You see, often times when we hear about bullying in the media it is in relation to gender, race, ethnicity or sexual preference. I am in no way belittling any form of bullying. All forms are wrong, wrong, wrong. What I want to point out is that frequently weight-related bullying is not reported. Whether this is because those who would report it are too embarrassed or because those to whom the incidents would be reported fail to carry through with addressing the situation, we do not know.
So often we only think of bullying in relation to children or adolescents; however, this behavior is alive and well among us “grown-ups.” A recent example of bullying behavior has drawn quite a bit of national attention when Wisconsin reporter Jennifer Livingston received an email from a viewer who felt it was his calling in life to make her aware of her weight. He also stated she was not an appropriate role model for young girls who may see her reporting. Jennifer, a beautiful, articulate mother of three young girls decided not to “just take it.” Instead, she chose to stand up for herself, for all of us really, by responding to this uninvited, unwelcomed, intentional, emotionally hurtful comment. Jennifer’s response was one of the most appropriate and eloquent responses I could ever imagine someone making. What was the result of her on-air response? Lots and lots of comments, the majority of which were supportive; of course, there were also the naysayers. Many people have challenged whether this behavior constitutes bullying.

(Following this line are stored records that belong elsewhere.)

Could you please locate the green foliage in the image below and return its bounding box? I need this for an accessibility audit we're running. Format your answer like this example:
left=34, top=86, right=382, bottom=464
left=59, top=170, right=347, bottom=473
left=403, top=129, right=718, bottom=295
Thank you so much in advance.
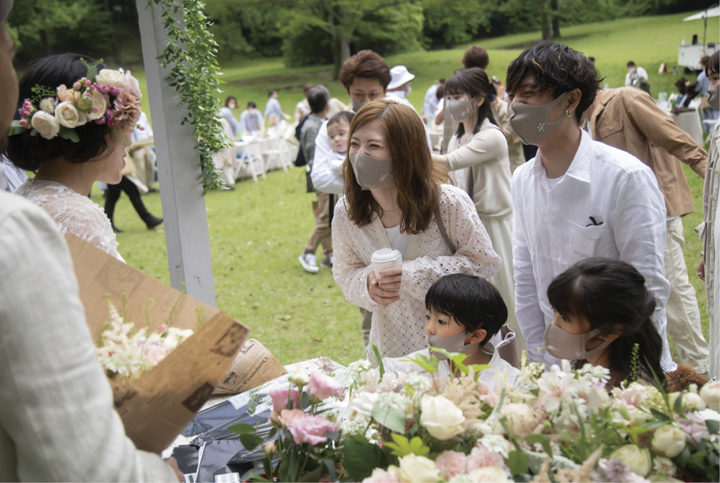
left=148, top=0, right=228, bottom=194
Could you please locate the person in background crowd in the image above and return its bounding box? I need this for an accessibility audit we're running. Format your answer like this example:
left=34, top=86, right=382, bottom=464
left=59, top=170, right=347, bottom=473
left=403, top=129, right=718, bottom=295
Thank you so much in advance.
left=332, top=100, right=502, bottom=357
left=0, top=6, right=183, bottom=482
left=298, top=85, right=332, bottom=273
left=220, top=96, right=242, bottom=138
left=433, top=67, right=525, bottom=351
left=697, top=55, right=720, bottom=132
left=240, top=101, right=265, bottom=136
left=265, top=89, right=288, bottom=127
left=423, top=79, right=445, bottom=125
left=696, top=52, right=720, bottom=377
left=387, top=65, right=415, bottom=99
left=585, top=87, right=708, bottom=373
left=0, top=154, right=27, bottom=193
left=295, top=84, right=315, bottom=123
left=507, top=41, right=676, bottom=371
left=130, top=112, right=157, bottom=193
left=625, top=60, right=649, bottom=87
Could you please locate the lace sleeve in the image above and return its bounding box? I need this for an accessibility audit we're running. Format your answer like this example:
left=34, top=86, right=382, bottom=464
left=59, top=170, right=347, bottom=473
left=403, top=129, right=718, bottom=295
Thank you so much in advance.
left=400, top=185, right=502, bottom=300
left=332, top=202, right=379, bottom=311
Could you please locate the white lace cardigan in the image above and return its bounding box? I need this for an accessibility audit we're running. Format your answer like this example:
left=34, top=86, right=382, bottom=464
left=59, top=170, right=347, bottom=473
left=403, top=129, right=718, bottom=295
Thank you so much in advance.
left=15, top=179, right=125, bottom=262
left=332, top=185, right=500, bottom=357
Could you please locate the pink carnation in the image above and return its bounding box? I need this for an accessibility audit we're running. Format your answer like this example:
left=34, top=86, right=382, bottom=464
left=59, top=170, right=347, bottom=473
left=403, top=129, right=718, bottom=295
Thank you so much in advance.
left=306, top=372, right=345, bottom=400
left=280, top=416, right=338, bottom=445
left=468, top=444, right=504, bottom=473
left=268, top=389, right=300, bottom=413
left=435, top=451, right=468, bottom=481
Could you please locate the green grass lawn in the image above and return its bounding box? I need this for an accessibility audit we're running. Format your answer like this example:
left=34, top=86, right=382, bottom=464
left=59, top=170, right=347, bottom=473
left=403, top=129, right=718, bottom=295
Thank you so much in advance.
left=108, top=14, right=720, bottom=364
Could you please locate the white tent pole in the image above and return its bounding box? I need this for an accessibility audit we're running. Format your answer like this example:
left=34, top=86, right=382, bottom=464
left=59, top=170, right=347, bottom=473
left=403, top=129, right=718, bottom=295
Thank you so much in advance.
left=136, top=0, right=215, bottom=307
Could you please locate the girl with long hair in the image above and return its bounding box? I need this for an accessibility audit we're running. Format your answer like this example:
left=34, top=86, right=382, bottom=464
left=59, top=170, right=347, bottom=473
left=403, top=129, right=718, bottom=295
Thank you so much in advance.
left=332, top=100, right=501, bottom=357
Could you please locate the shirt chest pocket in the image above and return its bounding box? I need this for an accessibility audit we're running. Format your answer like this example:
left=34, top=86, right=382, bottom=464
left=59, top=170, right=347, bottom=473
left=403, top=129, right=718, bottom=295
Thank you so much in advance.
left=568, top=223, right=609, bottom=265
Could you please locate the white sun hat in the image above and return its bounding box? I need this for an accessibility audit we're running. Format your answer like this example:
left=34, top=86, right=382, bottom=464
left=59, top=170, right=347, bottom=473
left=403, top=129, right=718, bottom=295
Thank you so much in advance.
left=388, top=65, right=415, bottom=90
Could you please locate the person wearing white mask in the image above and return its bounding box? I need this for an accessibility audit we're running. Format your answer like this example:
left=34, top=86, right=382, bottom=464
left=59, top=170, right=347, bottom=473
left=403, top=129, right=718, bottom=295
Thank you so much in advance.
left=506, top=41, right=677, bottom=372
left=697, top=52, right=720, bottom=377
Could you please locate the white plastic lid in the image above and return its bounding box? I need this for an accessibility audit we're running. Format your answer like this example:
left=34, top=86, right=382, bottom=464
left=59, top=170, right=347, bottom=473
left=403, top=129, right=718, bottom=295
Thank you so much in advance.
left=371, top=248, right=402, bottom=263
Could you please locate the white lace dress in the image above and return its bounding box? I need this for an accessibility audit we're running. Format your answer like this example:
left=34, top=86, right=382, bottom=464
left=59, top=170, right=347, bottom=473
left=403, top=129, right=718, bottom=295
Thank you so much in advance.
left=332, top=185, right=502, bottom=357
left=15, top=179, right=125, bottom=262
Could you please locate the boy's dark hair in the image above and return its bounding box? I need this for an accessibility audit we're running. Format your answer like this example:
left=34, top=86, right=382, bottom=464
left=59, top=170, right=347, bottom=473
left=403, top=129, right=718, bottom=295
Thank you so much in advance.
left=547, top=257, right=664, bottom=390
left=308, top=85, right=330, bottom=114
left=338, top=50, right=392, bottom=89
left=327, top=111, right=355, bottom=127
left=425, top=273, right=508, bottom=347
left=462, top=45, right=490, bottom=70
left=506, top=40, right=602, bottom=123
left=705, top=50, right=720, bottom=77
left=7, top=53, right=112, bottom=171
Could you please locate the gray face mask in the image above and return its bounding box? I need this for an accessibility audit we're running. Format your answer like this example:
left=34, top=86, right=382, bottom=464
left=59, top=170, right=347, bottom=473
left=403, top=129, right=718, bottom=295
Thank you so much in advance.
left=428, top=332, right=473, bottom=361
left=448, top=99, right=473, bottom=122
left=708, top=84, right=720, bottom=111
left=350, top=152, right=393, bottom=190
left=351, top=101, right=367, bottom=112
left=508, top=92, right=569, bottom=144
left=543, top=324, right=612, bottom=361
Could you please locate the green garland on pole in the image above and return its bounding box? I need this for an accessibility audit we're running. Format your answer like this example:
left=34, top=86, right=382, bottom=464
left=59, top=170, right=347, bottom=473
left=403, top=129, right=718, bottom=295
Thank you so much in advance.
left=148, top=0, right=228, bottom=195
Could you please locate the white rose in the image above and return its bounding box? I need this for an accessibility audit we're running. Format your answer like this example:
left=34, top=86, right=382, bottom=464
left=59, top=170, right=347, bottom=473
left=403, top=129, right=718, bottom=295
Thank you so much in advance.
left=700, top=381, right=720, bottom=411
left=500, top=404, right=537, bottom=436
left=468, top=466, right=512, bottom=483
left=652, top=424, right=685, bottom=458
left=398, top=454, right=440, bottom=483
left=348, top=391, right=380, bottom=418
left=55, top=102, right=87, bottom=129
left=31, top=111, right=60, bottom=139
left=420, top=396, right=465, bottom=441
left=95, top=69, right=125, bottom=87
left=610, top=444, right=652, bottom=476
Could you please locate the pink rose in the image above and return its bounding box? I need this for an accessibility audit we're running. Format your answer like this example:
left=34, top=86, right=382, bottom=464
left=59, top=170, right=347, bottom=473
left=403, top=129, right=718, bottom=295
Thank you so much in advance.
left=280, top=416, right=338, bottom=445
left=468, top=444, right=504, bottom=473
left=306, top=372, right=345, bottom=400
left=435, top=451, right=467, bottom=481
left=477, top=381, right=498, bottom=408
left=278, top=409, right=305, bottom=428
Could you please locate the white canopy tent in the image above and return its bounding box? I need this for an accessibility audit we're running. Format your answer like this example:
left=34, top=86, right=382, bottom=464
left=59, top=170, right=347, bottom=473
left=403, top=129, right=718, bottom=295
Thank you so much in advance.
left=136, top=0, right=215, bottom=307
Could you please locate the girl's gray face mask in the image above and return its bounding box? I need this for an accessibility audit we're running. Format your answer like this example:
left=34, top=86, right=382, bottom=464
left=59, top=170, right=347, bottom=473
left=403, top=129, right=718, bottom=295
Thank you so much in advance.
left=543, top=324, right=612, bottom=361
left=350, top=152, right=393, bottom=190
left=508, top=92, right=569, bottom=145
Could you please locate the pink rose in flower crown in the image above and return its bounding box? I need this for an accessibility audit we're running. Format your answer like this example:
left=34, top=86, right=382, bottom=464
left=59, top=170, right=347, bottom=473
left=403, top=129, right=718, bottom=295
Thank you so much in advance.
left=280, top=411, right=338, bottom=445
left=435, top=451, right=468, bottom=481
left=306, top=372, right=345, bottom=401
left=467, top=444, right=504, bottom=473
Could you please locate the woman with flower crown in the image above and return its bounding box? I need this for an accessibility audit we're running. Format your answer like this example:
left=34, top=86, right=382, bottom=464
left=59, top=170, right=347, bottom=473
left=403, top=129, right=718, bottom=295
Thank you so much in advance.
left=8, top=54, right=141, bottom=260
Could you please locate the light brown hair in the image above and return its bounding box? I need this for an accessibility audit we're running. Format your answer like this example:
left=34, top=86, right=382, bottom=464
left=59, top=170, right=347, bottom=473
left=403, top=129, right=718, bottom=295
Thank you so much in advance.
left=343, top=100, right=447, bottom=235
left=338, top=50, right=392, bottom=89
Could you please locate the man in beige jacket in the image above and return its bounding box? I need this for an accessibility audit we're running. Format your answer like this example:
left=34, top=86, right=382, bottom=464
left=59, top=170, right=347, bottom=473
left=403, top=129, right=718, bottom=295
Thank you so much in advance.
left=586, top=87, right=708, bottom=373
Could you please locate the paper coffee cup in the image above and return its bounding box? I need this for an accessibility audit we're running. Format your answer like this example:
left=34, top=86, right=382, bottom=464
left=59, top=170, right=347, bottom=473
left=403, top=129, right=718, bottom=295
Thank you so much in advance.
left=370, top=248, right=402, bottom=278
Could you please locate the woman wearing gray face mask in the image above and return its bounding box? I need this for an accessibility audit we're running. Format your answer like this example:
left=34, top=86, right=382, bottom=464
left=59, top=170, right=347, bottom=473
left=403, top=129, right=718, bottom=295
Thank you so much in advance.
left=433, top=67, right=525, bottom=350
left=332, top=101, right=501, bottom=357
left=696, top=52, right=720, bottom=377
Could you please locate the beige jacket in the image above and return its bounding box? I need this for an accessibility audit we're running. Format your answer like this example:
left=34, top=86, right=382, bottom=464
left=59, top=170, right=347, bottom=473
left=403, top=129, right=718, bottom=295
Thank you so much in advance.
left=590, top=87, right=707, bottom=216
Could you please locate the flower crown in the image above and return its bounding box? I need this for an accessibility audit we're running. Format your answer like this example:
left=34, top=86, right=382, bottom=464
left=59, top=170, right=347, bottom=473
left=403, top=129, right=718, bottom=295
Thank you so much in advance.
left=9, top=66, right=142, bottom=143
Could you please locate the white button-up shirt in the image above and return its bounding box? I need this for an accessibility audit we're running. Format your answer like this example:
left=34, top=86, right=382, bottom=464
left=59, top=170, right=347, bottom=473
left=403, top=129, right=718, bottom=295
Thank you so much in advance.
left=512, top=132, right=675, bottom=371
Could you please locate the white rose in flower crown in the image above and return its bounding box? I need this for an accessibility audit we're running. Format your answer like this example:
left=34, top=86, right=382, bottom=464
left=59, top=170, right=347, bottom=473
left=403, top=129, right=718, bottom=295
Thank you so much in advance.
left=652, top=424, right=685, bottom=458
left=420, top=395, right=465, bottom=441
left=31, top=111, right=60, bottom=139
left=95, top=69, right=125, bottom=87
left=610, top=444, right=652, bottom=476
left=55, top=102, right=87, bottom=129
left=700, top=381, right=720, bottom=411
left=398, top=454, right=440, bottom=483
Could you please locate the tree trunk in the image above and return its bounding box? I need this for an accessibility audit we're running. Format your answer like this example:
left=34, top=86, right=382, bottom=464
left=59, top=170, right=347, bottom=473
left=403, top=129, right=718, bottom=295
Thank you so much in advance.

What we do know is that obesity is the last socially acceptable form of discrimination. Those of us with a socially moral conscious know that bullying on all levels is wrong. I know that Jennifer Livingston stood up to her bully. She called him out, she told him he was wrong and to leave her alone. I know the only way we will ever change the public perception of obesity is to be more like Jennifer and to call out every bully every time. Kudos to Jennifer Livingston. Mr. Krause has now apologized to Ms. Livingston and she has accepted his apology. See, that’s how us grown-ups are supposed to communicate.